Each time she describes her accent as the way “Americans” speak, she is (perhaps unconsciously) referring to a relatively small group of people, who do not and cannot represent all Americans and all American accents.  What her words ignore is that Americans can “sound like” many other accents besides the one her advice is based on; Americans can, and do, “sound like” New Yorkers, Bostoners, Southerners, Chicagoans, and uncountable other regions and groupings both named and unnamed.  This unfairly excludes and alienates huge swaths of America, as though they don’t exist.

Her video also conspicuously reinforces the concept of Standard English as a tool for advancement, or a social currency- not only in the video’s very presence on Youtube, but in an image shown during the last few seconds.  The logo for her series includes an image of a pair of hands locked in a handshake, a symbol of cooperation and positive communication, perhaps with a connotation of success or a deal being made.  This visibly echoes the common perception that Standard English can be used to heighten someone’s prospects and position, and is one last way her video stresses the supposed importance of speaking with her version of an American accent.

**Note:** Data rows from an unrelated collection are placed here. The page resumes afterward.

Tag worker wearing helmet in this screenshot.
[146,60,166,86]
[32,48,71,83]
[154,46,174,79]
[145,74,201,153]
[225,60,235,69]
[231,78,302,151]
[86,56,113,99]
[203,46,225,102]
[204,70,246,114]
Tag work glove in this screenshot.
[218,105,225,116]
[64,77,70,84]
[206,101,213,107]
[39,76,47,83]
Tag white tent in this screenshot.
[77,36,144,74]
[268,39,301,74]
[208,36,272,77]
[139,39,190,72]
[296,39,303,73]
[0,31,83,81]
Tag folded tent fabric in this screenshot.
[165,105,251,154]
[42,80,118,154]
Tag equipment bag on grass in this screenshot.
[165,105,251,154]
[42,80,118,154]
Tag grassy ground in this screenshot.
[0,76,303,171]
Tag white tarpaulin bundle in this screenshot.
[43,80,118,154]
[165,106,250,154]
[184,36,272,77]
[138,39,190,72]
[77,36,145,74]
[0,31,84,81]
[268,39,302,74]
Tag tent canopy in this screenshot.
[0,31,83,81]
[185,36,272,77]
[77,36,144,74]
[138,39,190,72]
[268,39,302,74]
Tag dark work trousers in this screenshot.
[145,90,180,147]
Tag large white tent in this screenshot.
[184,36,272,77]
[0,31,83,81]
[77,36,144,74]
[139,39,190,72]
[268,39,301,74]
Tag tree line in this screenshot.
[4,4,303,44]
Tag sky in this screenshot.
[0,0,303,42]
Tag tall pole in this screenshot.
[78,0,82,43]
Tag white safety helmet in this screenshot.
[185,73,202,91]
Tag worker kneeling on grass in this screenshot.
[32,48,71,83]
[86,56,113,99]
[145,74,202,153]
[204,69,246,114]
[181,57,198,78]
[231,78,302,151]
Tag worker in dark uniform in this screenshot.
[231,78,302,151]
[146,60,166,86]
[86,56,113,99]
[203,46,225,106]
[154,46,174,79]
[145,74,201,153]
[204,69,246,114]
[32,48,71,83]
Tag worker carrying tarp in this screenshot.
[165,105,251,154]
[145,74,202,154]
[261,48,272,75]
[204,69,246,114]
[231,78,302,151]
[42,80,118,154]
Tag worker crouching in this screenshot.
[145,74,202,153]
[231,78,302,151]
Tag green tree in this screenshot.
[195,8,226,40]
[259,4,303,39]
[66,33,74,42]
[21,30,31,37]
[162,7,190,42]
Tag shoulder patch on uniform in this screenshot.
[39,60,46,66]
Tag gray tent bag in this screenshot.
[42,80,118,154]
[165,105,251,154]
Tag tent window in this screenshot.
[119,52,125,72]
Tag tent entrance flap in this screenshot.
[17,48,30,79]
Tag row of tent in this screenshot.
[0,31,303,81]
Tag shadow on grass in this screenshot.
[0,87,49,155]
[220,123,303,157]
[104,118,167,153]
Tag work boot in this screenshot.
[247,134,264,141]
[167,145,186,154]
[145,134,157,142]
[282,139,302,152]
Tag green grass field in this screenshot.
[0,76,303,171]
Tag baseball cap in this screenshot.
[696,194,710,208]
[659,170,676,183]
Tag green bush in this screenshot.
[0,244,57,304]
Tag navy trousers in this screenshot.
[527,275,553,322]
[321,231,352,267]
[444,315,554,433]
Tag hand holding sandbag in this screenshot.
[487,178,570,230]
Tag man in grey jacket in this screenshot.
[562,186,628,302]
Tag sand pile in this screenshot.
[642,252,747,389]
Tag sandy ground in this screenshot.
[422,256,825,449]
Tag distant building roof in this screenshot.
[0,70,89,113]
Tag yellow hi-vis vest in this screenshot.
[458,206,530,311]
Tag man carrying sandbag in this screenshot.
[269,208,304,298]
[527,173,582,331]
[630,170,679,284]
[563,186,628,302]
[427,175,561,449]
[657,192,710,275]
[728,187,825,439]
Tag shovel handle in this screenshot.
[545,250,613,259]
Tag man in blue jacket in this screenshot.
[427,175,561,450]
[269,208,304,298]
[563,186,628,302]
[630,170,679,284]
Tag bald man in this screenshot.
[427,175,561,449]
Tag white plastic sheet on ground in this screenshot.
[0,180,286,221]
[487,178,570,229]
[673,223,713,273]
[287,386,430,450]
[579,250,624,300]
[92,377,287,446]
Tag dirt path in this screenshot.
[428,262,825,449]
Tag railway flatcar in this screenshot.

The unfair stigmatization of non-standard forms in English has a large, detrimental effect on those who speak using those non-standard forms.  These speakers are not only judged for the way they sound, but may in time begin to judge themselves, and go to great lengths to try to change the way they speak, even if the Standard they are trying to emulate is not actually widely-spoken.  Furthermore, those who provide their services in teaching Standard English sometimes perpetuate these modes of stigmatization, which may be beneficial for their continued business success but does nothing to help those who do not speak ‘properly.’